12 graduates awarded library prizes for best senior essays
Each year, the library invites Yale College seniors to submit their senior essays for consideration to win one of three prizes for excellence: the Harvey M. Applebaum ’59 Award, the Diane Kaplan Memorial Prize, and the Yale Library Map Prize. The winners are selected by librarians or faculty members, and the prizes are funded by Beinecke Rare Book and Manuscript Library.
The prizewinners are each awarded a cash prize in the amount of $500 (honorable mention recipients receive $250), and all winners’ essays are published on EliScholar, Yale Library’s digital platform for scholarly publishing. As is the tradition, students receive their awards at their residential commencement ceremonies.
The Harvey M. Applebaum ’59 Award
The Harvey M. Applebaum ’59 Award recognizes a student whose senior essay or capstone project substantially draws on national government information or intergovernmental organization (IGO) information, including documents or data. Yale Library has been a designated federal depository library since 1859.
The Applebaum award was presented to Henry H. Carroll, Davenport College, for the essay “Ship Shaping: How Congress and Industry Influenced U.S. Naval Acquisitions from 1933—1938.” Read Henry Carroll’s essay.
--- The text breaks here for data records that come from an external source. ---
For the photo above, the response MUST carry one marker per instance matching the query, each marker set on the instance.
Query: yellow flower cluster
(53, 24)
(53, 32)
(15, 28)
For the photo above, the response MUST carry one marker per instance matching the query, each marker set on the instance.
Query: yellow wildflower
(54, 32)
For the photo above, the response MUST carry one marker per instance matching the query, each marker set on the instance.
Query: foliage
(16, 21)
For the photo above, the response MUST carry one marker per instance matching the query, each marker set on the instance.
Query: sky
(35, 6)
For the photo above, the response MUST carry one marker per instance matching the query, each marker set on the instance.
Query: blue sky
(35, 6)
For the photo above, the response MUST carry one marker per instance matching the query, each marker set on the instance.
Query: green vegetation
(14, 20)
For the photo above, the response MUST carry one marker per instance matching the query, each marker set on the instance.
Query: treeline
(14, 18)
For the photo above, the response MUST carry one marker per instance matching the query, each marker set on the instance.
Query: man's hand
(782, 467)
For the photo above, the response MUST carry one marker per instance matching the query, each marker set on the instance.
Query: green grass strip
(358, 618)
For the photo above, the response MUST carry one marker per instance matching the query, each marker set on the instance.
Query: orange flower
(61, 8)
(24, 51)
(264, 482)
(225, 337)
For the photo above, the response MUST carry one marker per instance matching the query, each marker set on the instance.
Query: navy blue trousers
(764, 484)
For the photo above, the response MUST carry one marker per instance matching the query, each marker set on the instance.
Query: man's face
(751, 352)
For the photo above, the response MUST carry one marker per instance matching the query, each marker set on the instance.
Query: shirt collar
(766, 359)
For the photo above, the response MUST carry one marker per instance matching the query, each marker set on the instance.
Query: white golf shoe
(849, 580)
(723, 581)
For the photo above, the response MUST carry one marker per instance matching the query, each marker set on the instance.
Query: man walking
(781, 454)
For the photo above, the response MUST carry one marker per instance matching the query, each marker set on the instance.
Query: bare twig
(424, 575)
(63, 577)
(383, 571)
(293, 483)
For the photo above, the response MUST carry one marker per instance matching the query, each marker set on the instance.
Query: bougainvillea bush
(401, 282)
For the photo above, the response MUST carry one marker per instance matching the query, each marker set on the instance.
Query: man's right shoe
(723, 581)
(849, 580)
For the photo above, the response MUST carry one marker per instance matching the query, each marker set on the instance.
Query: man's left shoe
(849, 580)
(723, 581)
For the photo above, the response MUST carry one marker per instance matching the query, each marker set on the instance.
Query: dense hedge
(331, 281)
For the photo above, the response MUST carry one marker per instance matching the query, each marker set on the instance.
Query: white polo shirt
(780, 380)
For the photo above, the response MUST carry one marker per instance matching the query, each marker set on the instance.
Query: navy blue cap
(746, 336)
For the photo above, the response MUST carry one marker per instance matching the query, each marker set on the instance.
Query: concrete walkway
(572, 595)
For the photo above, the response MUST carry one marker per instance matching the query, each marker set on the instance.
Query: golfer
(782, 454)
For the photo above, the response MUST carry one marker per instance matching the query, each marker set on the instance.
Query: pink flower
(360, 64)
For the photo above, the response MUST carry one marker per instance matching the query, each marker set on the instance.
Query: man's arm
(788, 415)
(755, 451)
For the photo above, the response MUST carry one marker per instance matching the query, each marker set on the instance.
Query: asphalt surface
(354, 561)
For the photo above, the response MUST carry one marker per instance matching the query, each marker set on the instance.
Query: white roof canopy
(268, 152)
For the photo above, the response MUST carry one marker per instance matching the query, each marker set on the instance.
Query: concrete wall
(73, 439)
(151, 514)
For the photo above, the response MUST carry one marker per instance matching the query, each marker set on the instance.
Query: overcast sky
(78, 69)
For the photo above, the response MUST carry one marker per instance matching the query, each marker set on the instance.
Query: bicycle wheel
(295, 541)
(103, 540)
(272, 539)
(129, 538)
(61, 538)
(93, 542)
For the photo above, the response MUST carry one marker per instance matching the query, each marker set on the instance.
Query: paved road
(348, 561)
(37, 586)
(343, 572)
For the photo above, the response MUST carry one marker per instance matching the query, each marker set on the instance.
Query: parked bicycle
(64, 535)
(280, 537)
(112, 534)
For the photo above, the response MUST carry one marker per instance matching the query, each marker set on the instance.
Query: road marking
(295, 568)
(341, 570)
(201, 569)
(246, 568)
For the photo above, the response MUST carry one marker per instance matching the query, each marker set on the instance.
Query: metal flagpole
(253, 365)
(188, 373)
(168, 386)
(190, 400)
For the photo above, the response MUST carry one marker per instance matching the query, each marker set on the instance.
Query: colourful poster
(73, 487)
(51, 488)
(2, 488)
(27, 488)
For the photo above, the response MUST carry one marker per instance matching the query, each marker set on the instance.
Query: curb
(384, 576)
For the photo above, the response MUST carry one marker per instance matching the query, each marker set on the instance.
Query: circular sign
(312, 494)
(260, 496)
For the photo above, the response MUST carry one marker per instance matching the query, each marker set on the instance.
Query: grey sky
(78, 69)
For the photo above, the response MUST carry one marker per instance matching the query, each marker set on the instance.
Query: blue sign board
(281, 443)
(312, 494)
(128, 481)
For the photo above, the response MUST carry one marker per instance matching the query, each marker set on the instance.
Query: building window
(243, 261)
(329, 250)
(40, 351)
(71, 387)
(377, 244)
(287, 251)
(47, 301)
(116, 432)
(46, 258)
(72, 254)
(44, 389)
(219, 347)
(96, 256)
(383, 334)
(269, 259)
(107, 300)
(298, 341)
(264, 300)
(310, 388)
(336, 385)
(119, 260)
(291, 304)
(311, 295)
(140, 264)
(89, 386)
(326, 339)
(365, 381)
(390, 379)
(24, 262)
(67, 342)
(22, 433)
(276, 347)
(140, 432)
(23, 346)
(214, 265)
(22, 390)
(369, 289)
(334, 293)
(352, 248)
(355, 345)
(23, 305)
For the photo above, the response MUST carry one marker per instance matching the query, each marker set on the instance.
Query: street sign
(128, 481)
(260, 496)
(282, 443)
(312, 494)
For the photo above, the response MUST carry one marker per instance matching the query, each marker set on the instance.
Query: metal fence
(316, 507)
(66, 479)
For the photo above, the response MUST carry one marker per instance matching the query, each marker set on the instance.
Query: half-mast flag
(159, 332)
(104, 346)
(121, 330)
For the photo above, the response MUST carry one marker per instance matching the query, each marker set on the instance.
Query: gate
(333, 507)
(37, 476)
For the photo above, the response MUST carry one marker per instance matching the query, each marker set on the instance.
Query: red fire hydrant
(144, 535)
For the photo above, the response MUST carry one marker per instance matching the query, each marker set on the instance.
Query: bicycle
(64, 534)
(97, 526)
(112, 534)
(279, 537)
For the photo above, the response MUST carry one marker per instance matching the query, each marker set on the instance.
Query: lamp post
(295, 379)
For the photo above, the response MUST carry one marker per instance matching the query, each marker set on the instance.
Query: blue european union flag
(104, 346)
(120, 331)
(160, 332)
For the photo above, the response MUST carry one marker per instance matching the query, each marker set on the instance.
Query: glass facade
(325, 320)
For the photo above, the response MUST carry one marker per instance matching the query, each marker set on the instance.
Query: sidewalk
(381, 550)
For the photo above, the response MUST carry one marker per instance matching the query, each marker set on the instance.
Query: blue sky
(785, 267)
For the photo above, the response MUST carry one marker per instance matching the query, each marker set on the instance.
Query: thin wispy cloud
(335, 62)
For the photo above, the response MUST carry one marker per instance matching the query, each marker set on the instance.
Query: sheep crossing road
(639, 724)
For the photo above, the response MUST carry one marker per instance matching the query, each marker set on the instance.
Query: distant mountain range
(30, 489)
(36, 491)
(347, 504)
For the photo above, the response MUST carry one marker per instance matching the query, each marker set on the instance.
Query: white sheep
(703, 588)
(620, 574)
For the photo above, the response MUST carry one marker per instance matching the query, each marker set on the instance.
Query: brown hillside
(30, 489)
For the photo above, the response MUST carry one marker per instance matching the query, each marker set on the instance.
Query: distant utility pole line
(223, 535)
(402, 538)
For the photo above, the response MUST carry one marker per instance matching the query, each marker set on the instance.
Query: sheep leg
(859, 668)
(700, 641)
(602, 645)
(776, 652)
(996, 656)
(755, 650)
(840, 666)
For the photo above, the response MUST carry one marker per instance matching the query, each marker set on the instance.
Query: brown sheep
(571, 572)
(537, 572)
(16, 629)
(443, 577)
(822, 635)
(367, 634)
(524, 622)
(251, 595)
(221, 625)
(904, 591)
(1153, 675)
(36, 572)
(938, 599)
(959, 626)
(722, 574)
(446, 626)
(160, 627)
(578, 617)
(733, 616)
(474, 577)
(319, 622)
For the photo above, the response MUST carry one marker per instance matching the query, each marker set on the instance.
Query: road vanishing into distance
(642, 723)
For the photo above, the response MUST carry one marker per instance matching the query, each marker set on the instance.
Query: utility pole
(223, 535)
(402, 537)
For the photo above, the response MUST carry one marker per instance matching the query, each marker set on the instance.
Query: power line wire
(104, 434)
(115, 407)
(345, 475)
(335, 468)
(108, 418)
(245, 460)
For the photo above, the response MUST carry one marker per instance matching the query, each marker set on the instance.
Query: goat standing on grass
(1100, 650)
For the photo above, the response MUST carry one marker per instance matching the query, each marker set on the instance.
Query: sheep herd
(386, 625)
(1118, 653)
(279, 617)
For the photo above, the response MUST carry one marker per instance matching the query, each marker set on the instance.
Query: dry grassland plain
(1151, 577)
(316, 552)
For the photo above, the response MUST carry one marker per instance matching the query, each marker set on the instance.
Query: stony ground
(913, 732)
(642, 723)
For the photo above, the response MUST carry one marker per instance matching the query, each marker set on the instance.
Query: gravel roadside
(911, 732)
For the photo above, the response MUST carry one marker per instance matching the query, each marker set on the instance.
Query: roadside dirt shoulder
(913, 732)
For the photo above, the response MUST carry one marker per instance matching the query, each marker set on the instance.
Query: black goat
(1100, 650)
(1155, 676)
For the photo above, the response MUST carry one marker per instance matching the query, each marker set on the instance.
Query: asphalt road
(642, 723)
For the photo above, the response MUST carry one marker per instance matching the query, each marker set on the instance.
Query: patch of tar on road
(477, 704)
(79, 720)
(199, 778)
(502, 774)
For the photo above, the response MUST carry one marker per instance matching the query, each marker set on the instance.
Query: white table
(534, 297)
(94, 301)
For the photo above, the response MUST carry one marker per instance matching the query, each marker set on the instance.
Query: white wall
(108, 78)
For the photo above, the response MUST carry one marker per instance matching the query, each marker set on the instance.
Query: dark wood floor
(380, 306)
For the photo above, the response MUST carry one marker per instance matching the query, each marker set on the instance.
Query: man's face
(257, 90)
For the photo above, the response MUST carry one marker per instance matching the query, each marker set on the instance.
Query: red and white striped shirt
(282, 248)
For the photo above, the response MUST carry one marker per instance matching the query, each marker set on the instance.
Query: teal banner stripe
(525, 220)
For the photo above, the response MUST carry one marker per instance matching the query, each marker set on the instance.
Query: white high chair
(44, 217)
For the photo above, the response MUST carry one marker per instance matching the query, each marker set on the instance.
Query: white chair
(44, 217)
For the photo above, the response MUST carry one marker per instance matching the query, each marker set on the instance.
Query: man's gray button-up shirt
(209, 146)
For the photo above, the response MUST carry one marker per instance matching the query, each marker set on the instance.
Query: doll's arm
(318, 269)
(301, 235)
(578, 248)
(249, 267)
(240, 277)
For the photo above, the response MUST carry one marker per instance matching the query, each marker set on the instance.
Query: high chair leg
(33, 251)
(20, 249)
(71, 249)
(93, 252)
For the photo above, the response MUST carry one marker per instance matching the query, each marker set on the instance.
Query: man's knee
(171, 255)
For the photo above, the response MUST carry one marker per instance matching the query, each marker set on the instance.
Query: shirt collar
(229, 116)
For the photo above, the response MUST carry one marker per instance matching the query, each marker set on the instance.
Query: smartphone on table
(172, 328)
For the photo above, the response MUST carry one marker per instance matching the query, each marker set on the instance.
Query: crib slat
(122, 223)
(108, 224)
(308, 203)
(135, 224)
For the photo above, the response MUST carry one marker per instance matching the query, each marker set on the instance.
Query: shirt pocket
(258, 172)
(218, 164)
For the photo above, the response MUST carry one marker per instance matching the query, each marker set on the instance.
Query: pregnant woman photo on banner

Honorable mention was awarded to Nina Grigg, Benjamin Franklin College, for the essay “Surveyor: Scratching for a Wild Moon.” Read Nina Grigg’s essay.
The Diane Kaplan Memorial Prize
The Diane Kaplan Memorial Prize recognizes prizewinning students’ excellent use of research materials from the library’s diverse collections and also the high quality of their writing.
Three students received the Diane Kaplan prize this year:
Leo Egger, Trumbull College, for the essay “‘Living Its Strange Life’: A Literary Biography of Margery Latimer from the Archives in 18 Scenes.” Read Leo Egger’s essay.
AJ Laird, Benjamin Franklin College, for the essay “Whaling Logbooks: Colonial Knowledge Acquisition in the Pacific World.” Read AJ Laird’s essay and visit the related exhibit in Sterling Memorial Library exhibition corridor.
Shira Minsk, Pauli Murray College, for the essay “Steady through Time: Ella Barksdale Brown and the Perception-Based Politics of Black Women’s Racial Uplift in 20th-Century America.” Read Shira Minsk’s essay.
The Library Map Prize
The Library Map Prize recognizes students whose senior essays or projects make use of one or more maps or charts in substantive ways. Students may either create the maps or refer to maps found online or in the library’s special collections.
This year the Map Prize was awarded to two seniors:
Lisa Dong, Pierson College, for the interactive StoryMap essay “So, Where Are Your Really From?: A Digital Humanities Repository Mapping ‘Home, Identity, and Belonging’ within the Intimacies of the Fuzhounese Experience.” View Lisa Dong’s web-based essay.
Nick McGowan, Pauli Murray College, for the essay “Rebirth: Investigating Industrial Gentrification and the Land Use Policy in Chicago’s West Loop.” Read Nick McGowan’s essay.
The Department of History Prizes
The library also stewards the funds for three American History prizes, selected by faculty members in the Department of History. This year, five prizes were awarded for best senior essays.
Julia Aerin Hornstein, Ezra Stiles College, won the Howard R. Lamar Prize for the essay “Charles ‘Minnie’ Dole: The Peak of Masculinity and the Frontier of Western Snow”; AJ Laird, Benjamin Franklin College, won a David M. Potter Prize for “Whaling Logbooks: Colonial Knowledge Acquisition in the Pacific World”; Sydney Zoehrer, Silliman College, won a David Morris Potter Prize for the essay “Adobe: Material Histories at a Crossroads in Marfa, Texas; Hilary B. Griggs, Branford College, won a Walter McClintock Prize for the essay “Does a Man’s Word or a Nation’s Word Ever Become Obsolete?’: Fighting the Floodwaters on the Fort Berthold Reservation”; Teanna Hart (Sicangu Lakota), Silliman College, won a Walter McClintock Prize for the essay “Reconciliation Is Not Enough: Looking and/as Speaking Back at Portrayals of the American Indian”; and Taylor Rose won the Frederick W. Beinecke Dissertation Prize for the essay “Battle Born: Mining, Militarization, and Native Lands in the Nevada Desert, 1860–1990.”